The lure of the money, it is fair to say, is not up for debate. What about loyalty to Chelsea? Terry has a three-year contract remaining with the club and, if Roman Abramovich chooses not to sell, then Terry will have to force his way out. It will be bitter and recriminatory, with Terry cast as the villain and probably forced to go public with his desire to move. If he wants the money then he will have to swallow that.
Most of all he will be cast as the traitor who billed himself as "Mr Chelsea" and then turned his back on the club. Indeed, Terry has in the past affirmed his loyalty to the club, he has kissed the badge and signed off countless matchday programme notes with his battlecry, "Come on the Chels". But that is what a good captain does: he comes to embody the spirit of a team and a club.
So Chelsea could look at it two ways. They could curse Terry for leaving or recognise he has played an integral part in the most successful spell in the club's history. Perhaps if he had not played through injury at times, his leaving would not be such a big deal. Perhaps if Terry had been more like Ricardo Carvalho and regularly whined about leaving it would be easier to part with him.

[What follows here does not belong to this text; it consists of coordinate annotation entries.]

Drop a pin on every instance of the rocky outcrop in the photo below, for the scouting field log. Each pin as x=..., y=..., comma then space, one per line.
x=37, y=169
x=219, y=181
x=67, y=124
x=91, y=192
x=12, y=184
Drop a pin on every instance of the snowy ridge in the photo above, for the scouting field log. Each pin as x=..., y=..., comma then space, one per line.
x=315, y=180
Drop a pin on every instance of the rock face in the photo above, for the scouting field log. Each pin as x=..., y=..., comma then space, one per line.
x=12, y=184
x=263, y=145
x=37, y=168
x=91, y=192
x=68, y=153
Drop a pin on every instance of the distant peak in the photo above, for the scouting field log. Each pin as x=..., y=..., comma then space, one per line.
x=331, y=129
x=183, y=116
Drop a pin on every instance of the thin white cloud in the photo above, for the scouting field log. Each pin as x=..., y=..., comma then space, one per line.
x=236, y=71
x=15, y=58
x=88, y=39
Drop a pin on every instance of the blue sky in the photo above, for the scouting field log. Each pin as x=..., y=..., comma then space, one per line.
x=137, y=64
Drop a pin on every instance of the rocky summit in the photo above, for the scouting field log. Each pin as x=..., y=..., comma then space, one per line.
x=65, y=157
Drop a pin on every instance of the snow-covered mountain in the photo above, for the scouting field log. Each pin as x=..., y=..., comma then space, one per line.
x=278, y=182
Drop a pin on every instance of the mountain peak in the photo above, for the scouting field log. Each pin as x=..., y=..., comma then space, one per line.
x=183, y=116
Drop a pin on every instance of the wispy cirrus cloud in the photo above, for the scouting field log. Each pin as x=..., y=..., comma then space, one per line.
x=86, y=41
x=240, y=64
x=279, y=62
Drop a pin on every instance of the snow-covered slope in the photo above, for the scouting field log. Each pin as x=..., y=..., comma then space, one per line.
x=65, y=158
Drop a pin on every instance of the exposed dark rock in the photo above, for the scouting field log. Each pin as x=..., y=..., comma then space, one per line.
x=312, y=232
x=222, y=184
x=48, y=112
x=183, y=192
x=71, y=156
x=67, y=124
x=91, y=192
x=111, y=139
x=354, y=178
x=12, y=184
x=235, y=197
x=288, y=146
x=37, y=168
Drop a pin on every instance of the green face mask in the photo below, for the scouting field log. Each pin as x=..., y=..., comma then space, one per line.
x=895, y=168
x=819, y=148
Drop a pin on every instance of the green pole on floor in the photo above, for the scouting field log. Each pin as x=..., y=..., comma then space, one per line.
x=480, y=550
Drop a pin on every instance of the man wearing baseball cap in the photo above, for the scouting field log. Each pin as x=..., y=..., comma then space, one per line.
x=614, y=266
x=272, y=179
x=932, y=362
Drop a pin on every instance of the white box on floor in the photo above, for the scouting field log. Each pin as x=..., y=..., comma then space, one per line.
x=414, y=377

The "Mr Chelsea" tag was partly of Terry's own making but it was also created by the club and the Chelsea fans. As Abramovich's money transformed Chelsea, and foreign superstars came and went every season, they seized on something that connected Chelsea to their past.
Something that made Chelsea more than just a team of mercenaries and Terry, the kid who came through the ranks, fitted the bill. Yes, Terry will have to take some stick for being the man who epitomised Chelsea and then asked to leave.
But then it was not him who put up that banner on the Matthew Harding stand that says "JT – captain, leader, legend". That looked suspiciously like the club's marketing department, who also plaster the stadium superstore with pictures of Terry to sell replica shirts.
Abramovich can have no complaints. Just as he took Ashley Cole from Arsenal, Shaun Wright-Phillips from City and countless others from less wealthy clubs, he is now no longer the biggest boy in the school yard. He took the culture of paying bigger fees and bigger wages to a different level. Now someone else has picked up the baton.
This is about money. Of course it is, but even wealthy footballers have to make decisions on that basis. It is also about ambition and at the moment it is City whose summer signings suggest they have the more. Abramovich should know this spiel by now: his club once used it to sign players themselves.